Helen: I am 22 and at university studying dentistry, and will graduate in three years.
I am confident about getting a secure job with a good income (the average for Aussie graduate dentists is around $90,000 a year,
I was told) when I graduate.
I am living off my income of $400 a fortnight, plus Centrelink youth allowance payments of $300 a fortnight.
I cannot earn more than this as I do 42 hours a week of face-to-face lessons plus studying on top.
I have just been told I will receive a $250,000-$300,000 inheritance in the next couple of months and I don’t know what to do with it!
As I am young I have no responsibilities as such and want to use the inheritance money to make more for my future. But I don’t want to put all of it at risk and don’t know how much I should risk.

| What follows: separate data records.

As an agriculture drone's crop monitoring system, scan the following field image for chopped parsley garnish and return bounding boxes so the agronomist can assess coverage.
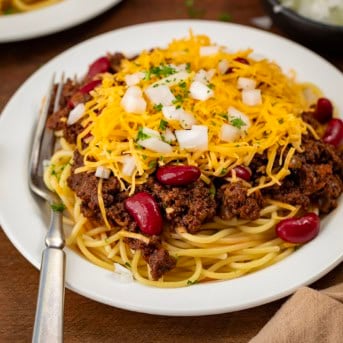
[159,119,168,131]
[136,126,150,141]
[185,0,205,18]
[230,117,247,129]
[218,12,232,21]
[154,104,163,112]
[50,203,66,212]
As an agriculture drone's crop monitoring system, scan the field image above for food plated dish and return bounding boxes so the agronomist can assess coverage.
[0,0,121,42]
[2,21,342,315]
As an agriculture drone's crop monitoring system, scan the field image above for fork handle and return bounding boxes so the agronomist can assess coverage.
[32,213,65,343]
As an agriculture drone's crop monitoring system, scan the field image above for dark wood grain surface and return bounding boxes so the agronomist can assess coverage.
[0,0,343,343]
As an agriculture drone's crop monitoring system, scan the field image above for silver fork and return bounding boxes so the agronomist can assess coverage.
[29,75,65,343]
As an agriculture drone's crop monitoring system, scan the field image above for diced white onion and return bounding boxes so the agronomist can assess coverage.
[218,59,229,75]
[251,16,273,30]
[200,45,219,56]
[142,127,161,138]
[227,106,251,130]
[113,263,133,283]
[122,155,136,176]
[162,127,176,143]
[189,81,214,101]
[120,86,146,114]
[179,108,196,129]
[150,71,189,88]
[237,77,256,90]
[145,85,175,106]
[194,69,216,84]
[95,166,111,179]
[175,125,208,151]
[137,137,173,154]
[67,103,85,125]
[125,71,145,86]
[242,89,262,106]
[220,124,241,142]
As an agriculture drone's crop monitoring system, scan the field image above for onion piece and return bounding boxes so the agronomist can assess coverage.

I will need some to live off as I will be cut off from Centrelink payments but am just not sure of the best options for me.
Paul: Goodness, Helen, that is a lot of money to land on you at 22, but it is a nice problem!

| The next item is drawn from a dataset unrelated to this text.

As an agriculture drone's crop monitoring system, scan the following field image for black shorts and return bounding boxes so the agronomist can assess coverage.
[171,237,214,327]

A couple of months is not far away, so the first thing I want you to do is to put a sensible amount of the inheritance into your day-to-day account to meet your living costs without income and youth allowance for, say, six months.

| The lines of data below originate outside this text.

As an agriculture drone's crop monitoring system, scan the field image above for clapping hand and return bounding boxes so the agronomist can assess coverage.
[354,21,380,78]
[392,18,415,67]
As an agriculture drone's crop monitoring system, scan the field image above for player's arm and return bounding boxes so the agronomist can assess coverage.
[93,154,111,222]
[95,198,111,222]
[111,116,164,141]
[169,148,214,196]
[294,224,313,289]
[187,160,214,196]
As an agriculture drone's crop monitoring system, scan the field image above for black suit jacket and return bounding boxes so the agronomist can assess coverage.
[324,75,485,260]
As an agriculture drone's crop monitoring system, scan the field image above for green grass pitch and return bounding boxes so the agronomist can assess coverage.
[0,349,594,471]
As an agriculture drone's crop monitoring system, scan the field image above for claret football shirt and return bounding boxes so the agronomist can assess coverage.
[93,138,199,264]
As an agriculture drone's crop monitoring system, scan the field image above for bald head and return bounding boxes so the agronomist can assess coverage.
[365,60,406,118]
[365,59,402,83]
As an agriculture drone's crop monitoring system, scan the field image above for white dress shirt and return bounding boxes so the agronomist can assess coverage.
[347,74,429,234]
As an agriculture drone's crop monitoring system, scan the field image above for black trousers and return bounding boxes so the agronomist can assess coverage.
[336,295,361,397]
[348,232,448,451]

An interesting debate you should have with yourself is whether to allow exactly what you have now, or give yourself a little pay rise. You are obviously intelligent to be studying dentistry but, smart or not, we are all human.
It is just really easy to spend more without even noticing it. So while you might want to give yourself a bit of a cash reserve for a holiday or similar, my advice is to keep up your financial discipline. Put aside as much of
the money as you can.
I’d put the balance after your six months’ living allowance straight into a six-month term deposit with your bank. Sure, you will only get 2.7% or so but it is safe.
Even 2.7% on, say, $250,000 is close to $4000 over six months. After six months you may even roll over for another six months to allow you to think more about
the money over your Christmas university break.
In the longer term, I see this money as a deposit on an investment property or your future home, so I feel it is wise to keep it secure. Your career will be far more valuable than this money, so that should be your main focus for the next few years. Also, I do agree with the many experts, backed by market evidence, who feel that this property boom cycle in many of our cities is slowing, so a panic to buy is neither healthy for you nor necessary.
Right now I think planning your spending and protecting this money is the way to go.